Java String hashCode() and 31
This is because 31 has a nice property – it's multiplication can be replaced by a bitwise shift which is faster than the standard multiplication:
31 * i == (i << 5) - i
I'm not sure, but I would guess they tested some sample of prime numbers and found that 31 gave the best distribution over some sample of possible Strings.
A big expectation from hash functions is that their result's uniform randomness survives an operation such as hash(x) % N where N is an arbitrary number (and in many cases, a power of two), one reason being that such operations are used commonly in hash tables for determining slots. Using prime number multipliers when computing the hash decreases the probability that your multiplier and the N share divisors, which would make the result of the operation less uniformly random.
Others have pointed out the nice property that multiplication by 31 can be done by a multiplication and a subtraction. I just want to point out that there is a mathematical term for such primes: Mersenne Prime
All mersenne primes are one less than a power of two so we can write them as:
p = 2^n - 1
Multiplying x by p:
x * p = x * (2^n - 1) = x * 2^n - x = (x << n) - x
Shifts (SAL/SHL) and subtractions (SUB) are generally faster than multiplications (MUL) on many machines. See instruction tables from Agner Fog
That's why GCC seems to optimize multiplications by mersenne primes by replacing them with shifts and subs, see here.
However, in my opinion, such a small prime is a bad choice for a hash function. With a relatively good hash function, you would expect to have randomness at the higher bits of the hash. However, with the Java hash function, there is almost no randomness at the higher bits with shorter strings (and still highly questionable randomness at the lower bits). This makes it more difficult to build efficient hash tables. See this nice trick you couldn't do with the Java hash function.

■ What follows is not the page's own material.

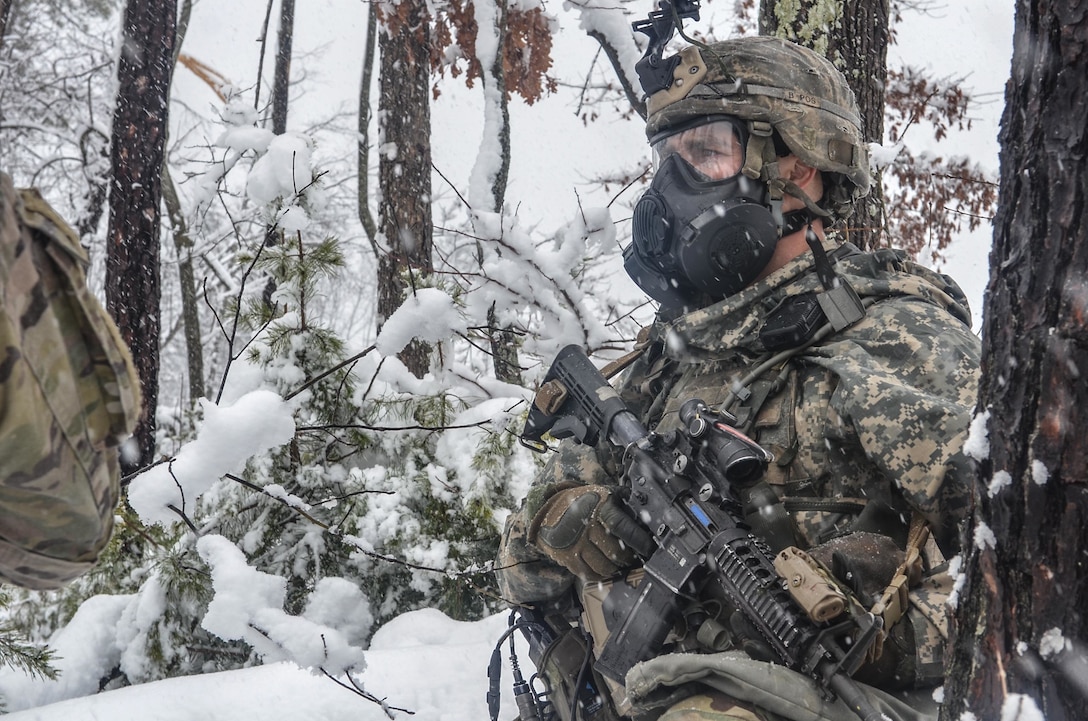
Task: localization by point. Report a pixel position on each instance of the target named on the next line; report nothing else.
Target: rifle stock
(681, 487)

Some answers mention that they believe it is good that 31 fits into a byte. This is actually useless since:
(1) We execute shifts instead of multiplications, so the size of the multiplier does not matter.
(2) As far as I know, there is no specific x86 instruction to multiply an 8 byte value with a 1 byte value so you would have needed to convert "31" to a 8 byte value anyway even if you were multiplying. See here, you multiply entire 64bit registers.
(And 127 is actually the largest mersenne prime that could fit in a byte.)
Does a smaller value increase randomness in the middle-lower bits? Maybe, but it also seems to greatly increase the possible collisions :).
One could list many different issues but they generally boil down to two core principles not being fulfilled well: Confusion and Diffusion
But is it fast? Probably, since it doesn't do much. However, if performance is really the focus here, one character per loop is quite inefficient. Why not do 4 characters at a time (8 bytes) per loop iteration for longer strings, like this? Well, that would be difficult to do with the current definition of hash where you need to multiply every character individually (please tell me if there is a bit hack to solve this :D).